I swear I’ll let this go and just do the ‘ignoring it/bigger man’ thing soon (and I know, and I want to stress to my readers, that this is a tiny number of trolls who are totally not representative of any LGBTQ communities who do anything more useful or productive than sockpuppet and bully people on tumblr- almost everyone I’ve ever come across whose opinion matters even slightly is not a jerk about this), but this morning I noticed an interesting irony which puts some more perspective on the idea that asexuals trying to be queer or affiliate with queers is offensive. The irony is good enough that I felt it had to be mentioned.

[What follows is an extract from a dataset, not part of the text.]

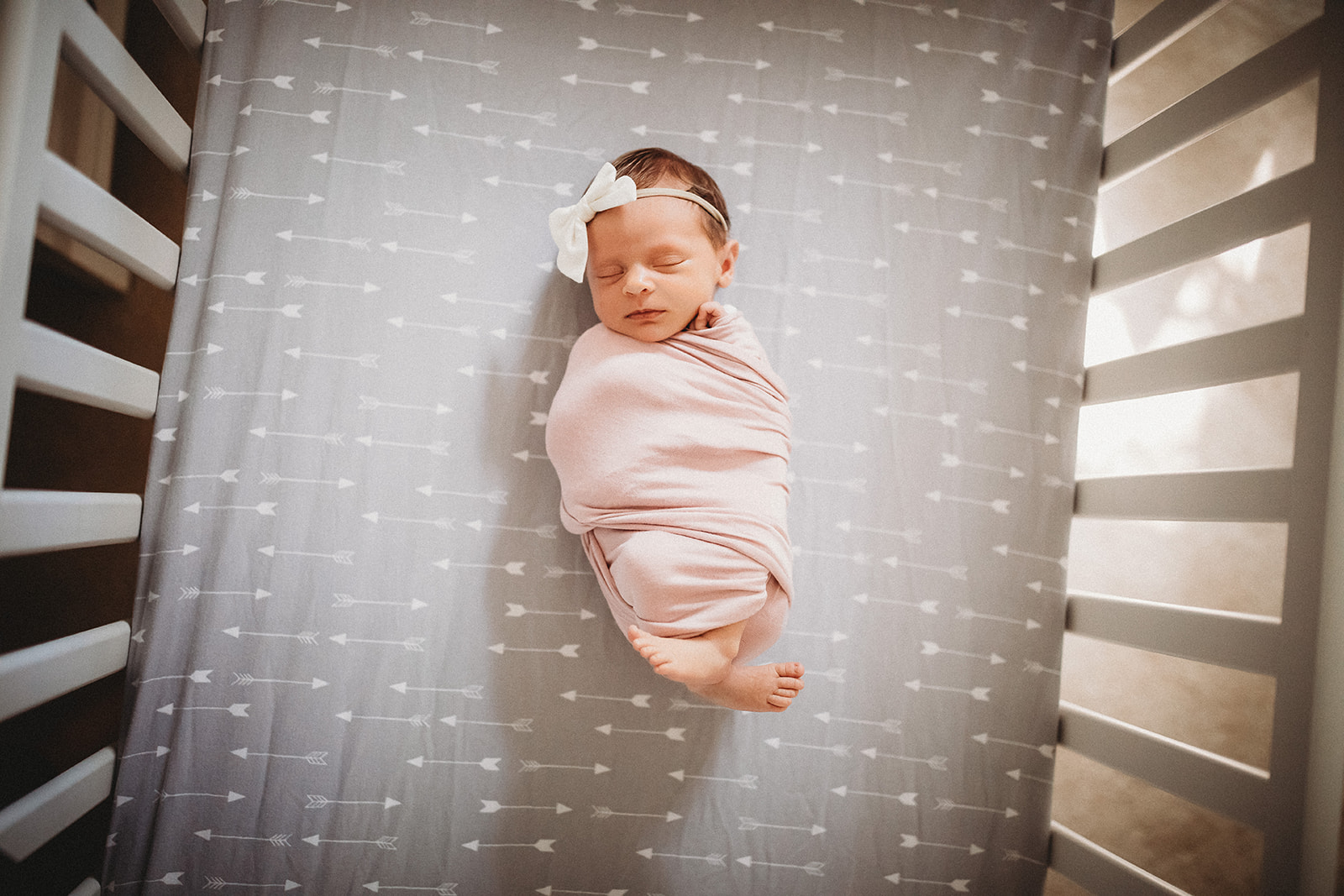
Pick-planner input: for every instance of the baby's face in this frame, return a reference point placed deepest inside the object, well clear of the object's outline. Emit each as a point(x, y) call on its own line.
point(651, 266)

So I’m a homosexual man, pretty much. I go by ‘queer’, rather than ‘gay’, and I’m only, like 95% sure of my cisgenderness, but I’m effectively a homosexual man, which, as we all know, is the Most Validly Queer of orientations. And, sure, there’s some reasons I gel with the asexual community that aren’t just accidents of my past. I could commit to a lifelong nonsexual relationship fairly easily (and I believe I still could if I wasn’t naturally poly). I’m aromantic, and there pretty much isn’t a place to be with lots of other aromantics right now that isn’t an asexual space. But I’m still, in essence, a homosexual man sneaking into asexual spaces and appropriating them for my own ends.
And the reaction I’ve got from aces is… 100% positive. Always happy to see me, happy to have me contribute, generally validating my choice to be in that space. They were supportive when I was questioning whether I was asexual or not, and supportive when I decided the answer was no, and generally happy with the fact I’m still here.
As a queer man appropriating asexual culture and forcing myself into asexual communities (in a positive way, but I’ve not seen any arguments that asexuals are harmfully appropriating queerness, just that appropriating it is wrong full stop), I’ve received nothing but support and the wish that I get what I’m looking for. So why do we have to be such jerks?